At last, the rivets had arrived. Marlow repaired the steamboat and set out on an voyage upriver with the manager and four pilgrims onboard. They journey took two months because the steamer seemed to creep along slowly. Fifty miles below Kurtz’ station, they came upon an abandoned hut where a supply of firewood was stacked. Here, Marlow found a book with no cover, but to Marlow, it seemed to be the only real object he had found on the trip.

A mile and a half below the Inner Station, an assault took place when the steamer was bombarded by arrows. The black helmsman was fatally wounded when he was struck by a spear. Terrified, the manager demanded Marlow to turn back, but before he could respond, the Inner Station came in view. A oddly dressed Russian welcomed them. He turned out to be Kurtz’ faithful devotee. He informed Marlow that Kurt was very ill yet still alive. The manager and the pilgrims went up to the house to bring Kurtz to the steamer. After talking to the Russian for a while, he found out that Kurtz had ordered the attack on the steamer. Kurtz had been without trade goods for many months, yet he had collected ivory at gun point until he had a huge supply. Kurtz had became almost a god to these native people. They worshipped him, and he participated in their shocking rituals. The men brought Kurtz down to the steamer and along side the shores, his devoted native followers stood there in disbelief as they took their leader. That night, Kurtz escaped and crept back to his followers to join them in a final savage ceremony. The visit was short lived, though, because Marlow went after and brought him back.

Kurtz trusted Marlow with a packet of important personal papers. A few day later Kurtz met his final demise, and the last words to come out his mouth was, “The horror!
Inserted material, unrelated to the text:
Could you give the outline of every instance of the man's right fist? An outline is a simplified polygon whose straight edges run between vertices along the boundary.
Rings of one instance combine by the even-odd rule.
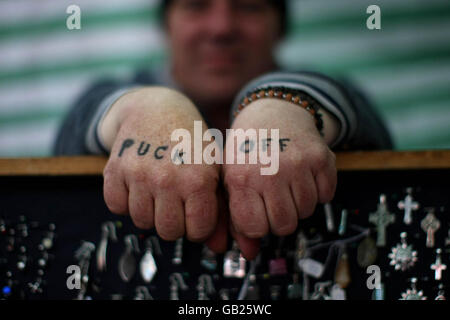
[[[172,132],[186,129],[193,137],[196,120],[207,129],[192,102],[171,89],[143,88],[116,101],[100,124],[101,139],[111,145],[103,172],[111,212],[130,214],[138,228],[156,227],[164,240],[211,236],[218,219],[219,166],[176,165],[171,156]]]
The horror!” The pilgrims buried him in a muddy hole the day afterwards.

Later on, Marlow became sick and he was transferred back to Europe. When he got home, three people called him for the papers, but he told them the papers were not important and that he was saving them for Kurtz “intended.” A few days later, Marlow was at the footstep of her door and that’s when he meets her for the first time. She seemed to be in deep anguish over her loss and her words showed that she thought of Kurtz as a man who was honest, faithful, and true. They started talking and eventually she demanded to know what was his last words. Marlow couldn’t do it; he could not tell the truth, so he lied said that the last thing Kurtz said was about her. He didn’t tell her the truth because he knew assuring her that his last words were her name would’ve brought closure and made it easier for her to recover.

The listeners on the deck of the Nellie responded thoughtlessly to Marlow’s story. The novel ends as where it starts, on the calm Thames River where …”the tranquil waterway leading to the uttermost ends of the earth flowed sombre under an overcast sky — seemed to lead into the heart of immense darkness.”